L’amitié entre les fans vivait de l’existence du mur, l’aversion commune envers cette frontière de la honte était un élément important de cette alliance. La division politique a laissé place à la division sociale et économique. Les deux clubs se réclament d’une identité complètement différente. Football populaire d’un côté, qui se veut toujours fidèle à ses valeurs malgré des adaptations liées aux contraintes de la montée en Bundesliga (hostilité des supporters envers le sponsor maillot l’été dernier), afin de grandir marche après marche (augmentation de la capacité du stade à 37 000 places pour 2021). Football spectacle de l’autre, à coût d’investissements financiers conséquents afin de garantir un projet sportif sur le long terme. En effet, Lars Windhorst veut faire du Hertha le « grand club de la ville » en s’assurant de jouer la Ligue des Champions de manière régulière après avoir investi 125 millions d’euros pour acquérir 37,5% des parts de Die Alte Dame en juin 2019. « Le Hertha est un club pour tout Berlin, ce qui se voit dans le fait que nous nous entraînons dans les 12 arrondissements de Berlin. Union est exclusivement centré sur Köpenick. Nous sommes très transparents et voulons être ouverts à tous les habitants de Berlin. Nous voulons voir des maillots bleus et blancs partout et je pense que nous sommes sur la bonne voie ». Comme le résume Ante Covic, la rivalité s’organise aujourd’hui autour d’influence territoriale.

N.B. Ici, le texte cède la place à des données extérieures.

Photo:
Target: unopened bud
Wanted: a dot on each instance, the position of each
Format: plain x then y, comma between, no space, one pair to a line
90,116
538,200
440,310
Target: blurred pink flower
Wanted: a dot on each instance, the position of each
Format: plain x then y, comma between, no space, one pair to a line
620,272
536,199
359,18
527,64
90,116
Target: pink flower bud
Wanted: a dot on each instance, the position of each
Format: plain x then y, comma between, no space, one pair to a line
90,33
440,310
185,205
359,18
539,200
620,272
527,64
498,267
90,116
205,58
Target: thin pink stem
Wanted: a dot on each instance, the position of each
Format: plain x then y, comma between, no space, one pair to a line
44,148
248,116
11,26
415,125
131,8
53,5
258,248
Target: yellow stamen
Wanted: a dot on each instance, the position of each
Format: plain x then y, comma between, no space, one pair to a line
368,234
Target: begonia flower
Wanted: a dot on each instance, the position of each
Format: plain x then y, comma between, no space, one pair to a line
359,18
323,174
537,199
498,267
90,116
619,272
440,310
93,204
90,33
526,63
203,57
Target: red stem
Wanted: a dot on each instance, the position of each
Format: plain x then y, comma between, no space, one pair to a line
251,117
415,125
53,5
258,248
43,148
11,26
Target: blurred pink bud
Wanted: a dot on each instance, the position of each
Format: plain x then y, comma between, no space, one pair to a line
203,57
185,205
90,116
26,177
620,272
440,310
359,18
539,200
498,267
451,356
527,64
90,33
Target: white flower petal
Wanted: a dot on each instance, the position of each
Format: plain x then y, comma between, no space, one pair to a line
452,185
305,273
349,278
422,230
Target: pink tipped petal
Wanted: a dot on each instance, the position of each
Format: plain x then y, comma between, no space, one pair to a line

Derby par la proximité géographique, puisque 25 km de distance séparent les deux stades, et par les enjeux sportifs « Il est clair qu’un derby a une signification sportive particulière et que nous adaptons en conséquence notre approche au pouvoir » justifiait la police berlinoise après plusieurs descentes chez des membres ultras des deux clubs depuis plusieurs semaines. L’affiche opposant Union Berlin et le Hertha BSC revête des dimensions historiques et politiques sous-jacentes qui rendent cet événement si spécial. Placé une semaine avant les célébrations de la chute du Mur, l’enjeux ne doit pas s’institutionaliser dans ce contexte pour Dirk Zingler ; « Pour moi, c’est un derby, ce qui implique une rivalité, une démarcation et une lutte des classes footballistique. Donner à cette rencontre un caractère amical sous prétexte de jouer pour l’unité de l’Allemagne est absurde ». Vous l’aurez compris, l’attente est grande, les places pour les matchs aller et retour sont toutes parties en trois heures de temps et sont aujourd’hui en revente aux alentours de 1000 euros sur le marché noir. Pour Timo Dobbert, un supporter du Hertha, c’est une chance de créer une culture différente, comme Berlin a si bien su le faire dans d’autres domaines que le sport : « Je crois que ce serait formidable si Berlin était la seule ville en Europe où deux clubs de première division et leurs fans étaient solidaires ».